To construct, in a given rectilineal angle, a parallelogram equal to a given triangle.
作一个平行四边形,使它等于给定三角形,并有一个角等于给定直线角。
在给定角 D 中作平行四边形 EFCG 使其面积等于三角形 ABC。E 为 BC 中点;EF、CG 与 AE 平行;∠CEF = D。
正文图形由校订坐标生成;点、线、角、圆可与证明和问答联动。
Let ABC be the given triangle, and D the given rectilineal angle; thus it is required to construct in the rectilineal angle D a parallelogram equal to the triangle ABC. Let BC be bisected at E, and let AE be joined; on the straight line EC, and at the point E on it, let the angle CEF be constructed equal to the angle D; [I. 23] through A let AG be drawn parallel to EC, and [I. 31] through C let CG be drawn parallel to EF.
先在给定点作一个角等于给定角(euclid-elements/book1-prop-023)。
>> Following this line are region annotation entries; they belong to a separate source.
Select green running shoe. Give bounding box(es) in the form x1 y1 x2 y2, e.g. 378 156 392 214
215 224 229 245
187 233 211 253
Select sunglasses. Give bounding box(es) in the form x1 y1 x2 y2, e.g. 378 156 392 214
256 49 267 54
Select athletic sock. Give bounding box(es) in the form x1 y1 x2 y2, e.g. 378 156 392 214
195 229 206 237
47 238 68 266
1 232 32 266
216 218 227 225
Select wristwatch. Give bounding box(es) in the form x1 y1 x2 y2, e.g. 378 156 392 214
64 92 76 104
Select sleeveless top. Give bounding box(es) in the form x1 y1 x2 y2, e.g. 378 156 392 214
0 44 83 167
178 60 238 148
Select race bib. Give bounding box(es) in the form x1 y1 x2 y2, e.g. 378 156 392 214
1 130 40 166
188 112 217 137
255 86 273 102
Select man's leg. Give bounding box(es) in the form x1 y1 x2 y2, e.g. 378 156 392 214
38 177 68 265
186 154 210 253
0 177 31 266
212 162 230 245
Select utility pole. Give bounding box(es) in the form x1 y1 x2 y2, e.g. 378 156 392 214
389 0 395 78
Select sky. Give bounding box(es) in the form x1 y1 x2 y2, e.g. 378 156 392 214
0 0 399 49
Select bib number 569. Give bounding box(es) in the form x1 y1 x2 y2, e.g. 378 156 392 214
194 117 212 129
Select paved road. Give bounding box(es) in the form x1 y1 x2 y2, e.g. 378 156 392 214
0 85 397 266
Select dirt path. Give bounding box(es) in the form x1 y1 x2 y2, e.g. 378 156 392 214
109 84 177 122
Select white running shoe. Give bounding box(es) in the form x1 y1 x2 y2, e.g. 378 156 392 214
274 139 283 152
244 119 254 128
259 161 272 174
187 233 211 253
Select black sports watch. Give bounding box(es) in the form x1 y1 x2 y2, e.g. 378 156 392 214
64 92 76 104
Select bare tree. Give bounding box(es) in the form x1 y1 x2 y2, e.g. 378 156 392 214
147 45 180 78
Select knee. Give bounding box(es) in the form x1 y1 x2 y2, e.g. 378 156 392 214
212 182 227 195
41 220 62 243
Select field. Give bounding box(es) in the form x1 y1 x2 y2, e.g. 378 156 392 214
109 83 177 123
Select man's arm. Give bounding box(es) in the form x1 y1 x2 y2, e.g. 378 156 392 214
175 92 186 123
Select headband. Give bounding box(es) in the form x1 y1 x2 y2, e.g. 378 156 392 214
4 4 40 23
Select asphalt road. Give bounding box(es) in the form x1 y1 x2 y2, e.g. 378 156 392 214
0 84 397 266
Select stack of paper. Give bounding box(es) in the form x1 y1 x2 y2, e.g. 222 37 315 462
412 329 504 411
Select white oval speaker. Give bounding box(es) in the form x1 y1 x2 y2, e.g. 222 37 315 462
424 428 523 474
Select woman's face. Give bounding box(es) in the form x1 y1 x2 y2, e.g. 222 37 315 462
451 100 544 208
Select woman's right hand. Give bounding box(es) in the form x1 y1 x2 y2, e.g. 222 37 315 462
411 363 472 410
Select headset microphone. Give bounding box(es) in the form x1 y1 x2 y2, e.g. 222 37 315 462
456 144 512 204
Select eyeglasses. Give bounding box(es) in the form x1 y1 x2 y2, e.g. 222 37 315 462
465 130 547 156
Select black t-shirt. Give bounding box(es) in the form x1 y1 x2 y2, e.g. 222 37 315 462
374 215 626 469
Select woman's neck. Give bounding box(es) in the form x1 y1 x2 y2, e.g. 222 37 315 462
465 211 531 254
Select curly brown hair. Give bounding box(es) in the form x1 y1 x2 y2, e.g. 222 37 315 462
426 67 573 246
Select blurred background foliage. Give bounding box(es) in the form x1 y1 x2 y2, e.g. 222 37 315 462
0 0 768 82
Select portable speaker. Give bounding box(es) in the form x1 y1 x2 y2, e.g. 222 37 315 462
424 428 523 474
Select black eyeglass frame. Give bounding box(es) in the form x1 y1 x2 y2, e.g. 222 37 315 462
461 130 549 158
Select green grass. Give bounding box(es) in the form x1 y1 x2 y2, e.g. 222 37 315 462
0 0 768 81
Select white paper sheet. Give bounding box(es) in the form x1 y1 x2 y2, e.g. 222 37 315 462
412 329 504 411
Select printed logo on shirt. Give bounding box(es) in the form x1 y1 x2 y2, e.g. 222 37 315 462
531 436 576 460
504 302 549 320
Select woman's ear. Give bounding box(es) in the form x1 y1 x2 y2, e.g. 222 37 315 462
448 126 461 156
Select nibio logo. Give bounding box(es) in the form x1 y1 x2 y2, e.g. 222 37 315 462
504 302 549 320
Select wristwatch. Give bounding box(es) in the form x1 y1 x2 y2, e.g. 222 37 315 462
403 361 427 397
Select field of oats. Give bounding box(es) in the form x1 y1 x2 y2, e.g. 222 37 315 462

Then FECG is a parallelogram.
作一条通过三角形顶点且平行于底边的直线(euclid-elements/book1-prop-031)。
And, since BE is equal to EC, the triangle ABE is also equal to the triangle AEC, for they are on equal bases BE, EC and in the same parallels BC, AG; [I. 38] therefore the triangle ABC is double of the triangle AEC. But the parallelogram FECG is also double of the triangle AEC, for it has the same base with it and is in the same parallels with it; [I. 41] therefore the parallelogram FECG is equal to the triangle ABC.
在同底同平行线间作平行四边形,使它以给定角为角。
And it has the angle CEF equal to the given angle D.
由 euclid-elements/book1-prop-041,取合适底边时该平行四边形等于给定三角形。